Some buyers think that Xandr, which launched in 2018 with a grand vision to build a TV inventory marketplace powered by AT&T data, is trying to solve too many problems at once.

Rather than solving all of TV’s problems, buyers wonder if Xandr should focus on monetizing WarnerMedia’s inventory with AT&T data first, a process which they believe is still in early innings.

After all, Google cornered the search market and Facebook dominated social before spreading that leverage everywhere else, Hanlon said.

“If Xandr can show they can extract maximum value from the media and data they have control over, it will make the platform more attractive to third-party inventory,” he said. “Dealing with open market players is much more complicated from both a relationship and a technical perspective, so they need those proof points.”

While Community is growing – Xandr announced Bloomberg and Vudu as new partners last week – Xandr will likely still face trouble wooing major competitors like Comcast/FreeWheel and Google onto its network. That could become even more challenging as Xandr controls more dollars flowing into the market through Xandr Invest.

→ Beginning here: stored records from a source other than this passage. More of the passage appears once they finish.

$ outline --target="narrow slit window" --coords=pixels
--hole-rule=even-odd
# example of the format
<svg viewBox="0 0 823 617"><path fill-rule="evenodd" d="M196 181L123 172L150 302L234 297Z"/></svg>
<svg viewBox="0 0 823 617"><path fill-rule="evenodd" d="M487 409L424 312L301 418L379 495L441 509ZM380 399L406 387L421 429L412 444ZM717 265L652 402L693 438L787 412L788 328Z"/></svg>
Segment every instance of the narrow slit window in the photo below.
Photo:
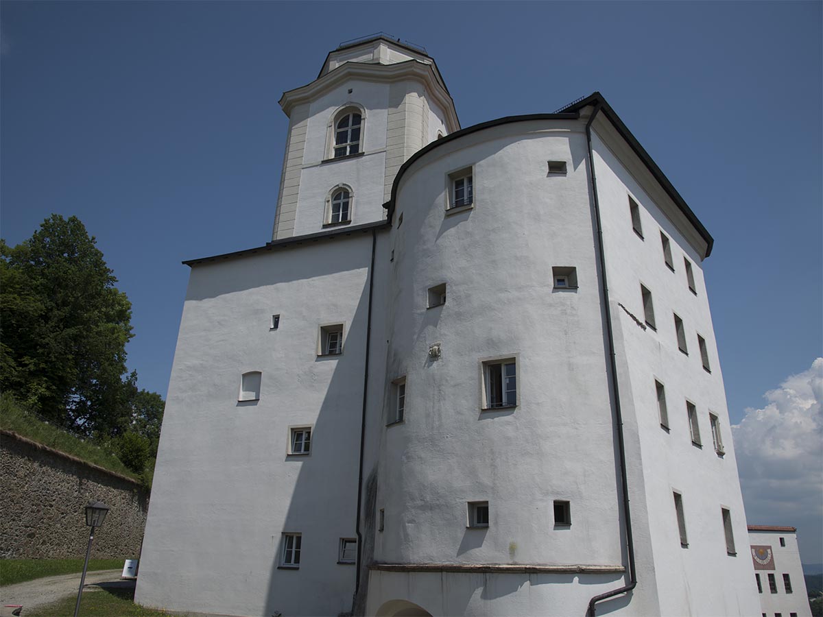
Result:
<svg viewBox="0 0 823 617"><path fill-rule="evenodd" d="M686 328L683 327L683 320L674 313L674 330L677 335L677 349L686 355L689 355L689 348L686 345Z"/></svg>
<svg viewBox="0 0 823 617"><path fill-rule="evenodd" d="M642 239L643 225L640 225L640 206L630 197L629 197L629 212L631 214L631 228Z"/></svg>
<svg viewBox="0 0 823 617"><path fill-rule="evenodd" d="M689 548L689 539L686 535L686 517L683 515L683 496L680 493L674 494L674 509L677 515L677 530L680 531L680 545Z"/></svg>
<svg viewBox="0 0 823 617"><path fill-rule="evenodd" d="M697 422L697 408L686 401L686 411L689 416L689 433L691 434L691 443L695 446L702 445L700 443L700 426Z"/></svg>
<svg viewBox="0 0 823 617"><path fill-rule="evenodd" d="M646 325L653 330L657 330L657 326L654 324L654 303L652 301L652 292L642 284L640 296L643 298L643 316L646 320Z"/></svg>
<svg viewBox="0 0 823 617"><path fill-rule="evenodd" d="M697 335L697 346L700 348L700 360L703 361L703 368L707 372L711 373L712 369L709 365L709 350L706 349L706 340L700 334Z"/></svg>
<svg viewBox="0 0 823 617"><path fill-rule="evenodd" d="M720 513L723 515L723 529L726 535L726 553L733 556L737 554L737 551L734 550L734 533L732 531L732 513L725 508L721 508Z"/></svg>
<svg viewBox="0 0 823 617"><path fill-rule="evenodd" d="M668 409L666 406L666 388L660 382L654 381L654 388L658 396L658 412L660 415L660 425L668 429Z"/></svg>
<svg viewBox="0 0 823 617"><path fill-rule="evenodd" d="M660 241L663 245L663 261L669 267L669 270L673 272L674 261L672 259L672 243L669 241L668 237L662 231L660 232Z"/></svg>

But if anyone can pull it off…

Pressure is mounting on Xandr to show value, just as it’s mounting on its parent company AT&T, which has been buffeted recently by speculation that it might offload DirecTV, and a memo from activist investor Elliott Management questioning the company’s acquisitions.

Despite these concerns, buyers agree that no other company has the data, technology, content, distribution and engineering chops to pull off what Xandr is aiming to do.

“The AppNexus technology teams are incredibly strong,” Hanlon said. “With the reliability of funding that comes from AT&T, they are able to do a lot on that front.”